A White House In Chaos

Welcome

Donald Trump meeting with a bi-partisan Congressional delegation at the White House, February 28, 2018

In assessing President Trump’s apparent about-face on gun control on Wednesday, a quick reminder of a quote from a faraway time called “a week-and-a-half ago”:

“For everyone, [the Parkland school shooting] was a distraction or a reprieve,” said the White House official, who spoke on the condition of anonymity to reflect internal conversations. “A lot of people here felt like it was a reprieve from seven or eight days of just getting pummeled.”

Got that? Good.

Because Wednesday was pretty much seven or eight days of getting pummeled in one 24-hour period. Much of it, in fact, a hangover from the aforementioned pummeling the White House received in the wake of White House staff secretary Rob Porter’s departure, which happened only three weeks ago but now seems about as distant as the Punic Wars.

There was, for example, the news that White House senior adviser Jared Kushner had his security clearance level downgraded, part of the continuing fallout from the revelation that Trump’s son in law, like Porter, was one of scores of White House officials handling highly sensitive intelligence with a temporary clearance.

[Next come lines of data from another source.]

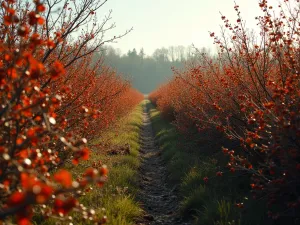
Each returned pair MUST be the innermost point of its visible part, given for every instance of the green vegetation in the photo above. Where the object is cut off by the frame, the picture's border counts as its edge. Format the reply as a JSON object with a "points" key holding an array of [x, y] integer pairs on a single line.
{"points": [[148, 72], [213, 201], [116, 199]]}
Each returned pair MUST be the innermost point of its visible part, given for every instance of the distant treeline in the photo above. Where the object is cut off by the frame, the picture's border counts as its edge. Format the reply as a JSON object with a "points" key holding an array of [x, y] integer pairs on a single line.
{"points": [[148, 72]]}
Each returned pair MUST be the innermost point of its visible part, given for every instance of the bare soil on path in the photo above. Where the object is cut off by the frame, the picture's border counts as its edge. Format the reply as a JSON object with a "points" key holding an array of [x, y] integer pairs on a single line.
{"points": [[159, 201]]}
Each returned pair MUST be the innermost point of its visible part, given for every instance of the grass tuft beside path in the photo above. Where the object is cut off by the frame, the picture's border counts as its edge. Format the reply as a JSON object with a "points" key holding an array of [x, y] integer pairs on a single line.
{"points": [[116, 199], [188, 163]]}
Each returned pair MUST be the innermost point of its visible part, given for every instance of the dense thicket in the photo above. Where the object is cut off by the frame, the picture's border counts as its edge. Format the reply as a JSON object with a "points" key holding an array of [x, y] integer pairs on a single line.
{"points": [[52, 102], [251, 94]]}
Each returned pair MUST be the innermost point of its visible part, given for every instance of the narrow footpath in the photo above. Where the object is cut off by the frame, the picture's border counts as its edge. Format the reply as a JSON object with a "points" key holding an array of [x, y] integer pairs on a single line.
{"points": [[158, 201]]}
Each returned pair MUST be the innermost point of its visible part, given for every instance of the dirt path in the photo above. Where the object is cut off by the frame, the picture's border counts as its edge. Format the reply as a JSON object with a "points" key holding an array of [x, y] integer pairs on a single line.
{"points": [[159, 201]]}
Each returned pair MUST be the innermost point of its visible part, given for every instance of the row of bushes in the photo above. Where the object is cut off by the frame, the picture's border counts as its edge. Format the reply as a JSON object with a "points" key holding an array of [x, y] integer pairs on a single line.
{"points": [[53, 100], [248, 94]]}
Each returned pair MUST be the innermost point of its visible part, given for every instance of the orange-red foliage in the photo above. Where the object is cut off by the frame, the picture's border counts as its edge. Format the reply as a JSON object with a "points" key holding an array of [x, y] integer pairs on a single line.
{"points": [[51, 105], [251, 92]]}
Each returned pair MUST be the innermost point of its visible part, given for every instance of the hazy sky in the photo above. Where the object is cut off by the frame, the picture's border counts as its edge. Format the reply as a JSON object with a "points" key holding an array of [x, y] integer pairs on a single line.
{"points": [[161, 23]]}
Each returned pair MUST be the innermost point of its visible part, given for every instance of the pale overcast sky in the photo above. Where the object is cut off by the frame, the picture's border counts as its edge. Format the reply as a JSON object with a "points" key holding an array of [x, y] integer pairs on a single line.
{"points": [[162, 23]]}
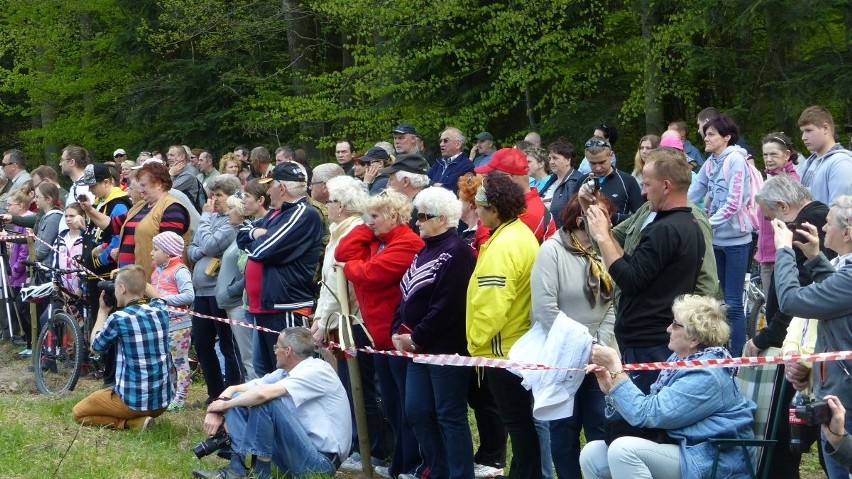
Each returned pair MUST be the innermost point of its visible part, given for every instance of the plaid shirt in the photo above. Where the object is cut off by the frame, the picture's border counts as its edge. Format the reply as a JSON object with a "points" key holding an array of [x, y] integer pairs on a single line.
{"points": [[143, 361]]}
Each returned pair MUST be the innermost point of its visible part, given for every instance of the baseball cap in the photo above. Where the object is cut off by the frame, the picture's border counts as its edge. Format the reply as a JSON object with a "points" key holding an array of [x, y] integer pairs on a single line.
{"points": [[374, 153], [507, 160], [286, 171], [95, 173], [412, 163], [403, 128]]}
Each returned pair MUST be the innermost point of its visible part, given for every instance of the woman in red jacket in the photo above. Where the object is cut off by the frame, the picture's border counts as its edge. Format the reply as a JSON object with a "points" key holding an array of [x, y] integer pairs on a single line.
{"points": [[374, 256]]}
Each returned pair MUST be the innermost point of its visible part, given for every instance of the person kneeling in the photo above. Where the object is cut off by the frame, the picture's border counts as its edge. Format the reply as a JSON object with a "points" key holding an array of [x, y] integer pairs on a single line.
{"points": [[143, 388], [297, 416]]}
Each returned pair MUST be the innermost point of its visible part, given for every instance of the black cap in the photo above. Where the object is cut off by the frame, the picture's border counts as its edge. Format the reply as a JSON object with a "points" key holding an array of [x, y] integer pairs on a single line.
{"points": [[375, 153], [286, 171], [95, 173], [403, 128], [412, 163]]}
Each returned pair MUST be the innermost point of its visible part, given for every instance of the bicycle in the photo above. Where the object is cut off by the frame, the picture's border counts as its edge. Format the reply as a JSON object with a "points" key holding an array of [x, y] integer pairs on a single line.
{"points": [[62, 348]]}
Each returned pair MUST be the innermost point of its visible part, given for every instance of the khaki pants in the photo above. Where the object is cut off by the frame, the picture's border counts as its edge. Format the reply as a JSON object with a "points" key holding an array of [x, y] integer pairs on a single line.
{"points": [[106, 408]]}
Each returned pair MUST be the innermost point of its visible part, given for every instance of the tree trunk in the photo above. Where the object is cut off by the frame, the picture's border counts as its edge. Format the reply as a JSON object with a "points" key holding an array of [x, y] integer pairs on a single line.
{"points": [[653, 104]]}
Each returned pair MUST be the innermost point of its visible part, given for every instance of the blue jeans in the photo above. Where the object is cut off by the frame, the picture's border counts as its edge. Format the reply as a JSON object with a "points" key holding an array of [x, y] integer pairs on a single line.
{"points": [[262, 354], [515, 405], [542, 429], [565, 433], [731, 264], [436, 409], [834, 469], [391, 371], [644, 379], [371, 401], [271, 429]]}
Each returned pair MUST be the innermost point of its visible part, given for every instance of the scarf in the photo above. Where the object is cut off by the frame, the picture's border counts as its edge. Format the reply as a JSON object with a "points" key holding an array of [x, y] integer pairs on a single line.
{"points": [[714, 352], [598, 281]]}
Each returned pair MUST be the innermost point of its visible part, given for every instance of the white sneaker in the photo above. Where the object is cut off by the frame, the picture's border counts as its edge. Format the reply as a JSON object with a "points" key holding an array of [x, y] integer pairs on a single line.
{"points": [[482, 471], [352, 463]]}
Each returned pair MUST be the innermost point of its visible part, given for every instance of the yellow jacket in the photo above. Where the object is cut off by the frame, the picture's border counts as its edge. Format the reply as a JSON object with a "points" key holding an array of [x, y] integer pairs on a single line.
{"points": [[498, 295]]}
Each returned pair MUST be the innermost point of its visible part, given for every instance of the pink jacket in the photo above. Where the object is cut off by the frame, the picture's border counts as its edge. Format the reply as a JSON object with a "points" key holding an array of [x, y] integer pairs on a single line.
{"points": [[766, 235]]}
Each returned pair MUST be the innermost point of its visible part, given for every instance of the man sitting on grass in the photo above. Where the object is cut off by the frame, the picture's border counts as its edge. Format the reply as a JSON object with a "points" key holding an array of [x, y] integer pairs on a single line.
{"points": [[297, 416], [142, 388]]}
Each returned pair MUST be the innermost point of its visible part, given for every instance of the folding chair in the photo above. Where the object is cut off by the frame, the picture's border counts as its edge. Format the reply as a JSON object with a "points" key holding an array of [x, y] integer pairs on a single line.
{"points": [[755, 387]]}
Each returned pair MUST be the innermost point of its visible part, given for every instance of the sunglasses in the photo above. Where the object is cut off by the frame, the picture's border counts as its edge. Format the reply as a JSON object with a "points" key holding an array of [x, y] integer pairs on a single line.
{"points": [[597, 143]]}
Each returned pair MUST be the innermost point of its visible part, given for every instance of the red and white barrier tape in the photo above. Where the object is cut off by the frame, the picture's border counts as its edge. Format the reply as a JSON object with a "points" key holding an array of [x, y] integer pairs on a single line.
{"points": [[456, 360]]}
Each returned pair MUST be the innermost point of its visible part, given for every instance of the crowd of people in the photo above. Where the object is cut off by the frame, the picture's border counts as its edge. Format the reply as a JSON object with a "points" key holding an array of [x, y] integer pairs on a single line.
{"points": [[523, 252]]}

And there was the news that Hope Hicks, White House communications director, and inner-circle Trump confidante, had resigned. Hicks, you may recall, was reportedly dating Porter when the scandal hit and nonetheless helped draft White House chief of staff John Kelly’s official statement on his departure.

There was a resignation over at the Department of Interior, too, with Secretary Ryan Zinke’s special assistant, political appointee Christine Bauserman, forced out after she was found to have regularly posted anti-Muslim, anti-LGBT, and “birther” conspiracy theories on social media.

And there was the news that Housing and Urban Development Secretary Ben Carson had, in the midst of sharp proposed cuts at his department, overshot his office decorating allowance by $26,000 on one dining set alone.

But the news cycle wasn’t done with Kushner, not by a long shot. Into the Washington Post’s reporting that at least four foreign governments have been actively looking for ways to manipulate Kushner via his winning combination of sprawling business interests, debt, and naiveté, the New York Times dropped its own scoop: Kushner’s business got two huge loans from two companies, Citigroup and Apollo, after Kushner took White House meetings with their heads.

There was a little something extra in store for Hicks, too. With speculation swirling that her departure may have been connected to her testimony before the House Intelligence Committee the day before (was it the “white lies” she admitted to telling on Trump’s behalf, or something else she may have said?), new reports surfaced that Special Counsel Robert Mueller’s prosecutorial team is asking questions about statements Hicks made to the Times about the Trump campaign’s contacts with Russian operatives.

All this on top of the news that Mueller is looking into Trump’s apparent efforts to dismiss Attorney General Jeffrey Sessions (a.k.a., Mr. Magoo), as part of a probe into potential obstruction of justice.

So, with all that going on, the gun debate seems to be the national conversation Trump thinks we should keep having, with him at the center. And with his support for arming teachers looking perhaps a little less brilliant on a day that saw a Georgia teacher open fire from his classroom, what better than to stir things up with a bipartisan “pivot”?

Or was it a head fake? Those with short memories may want to recall Trump’s last televised commitment to a bipartisan solution, on DACA recipients—so-called Dreamers—in which he said he would “take the heat” for signing an immigration fix free of Republican “poison pills.” Maybe you remember how that turned out.

But surely this analysis is too cynical in the face of the president’s good-faith embrace of sensible gun reform, right? We’ll let the president have the last word.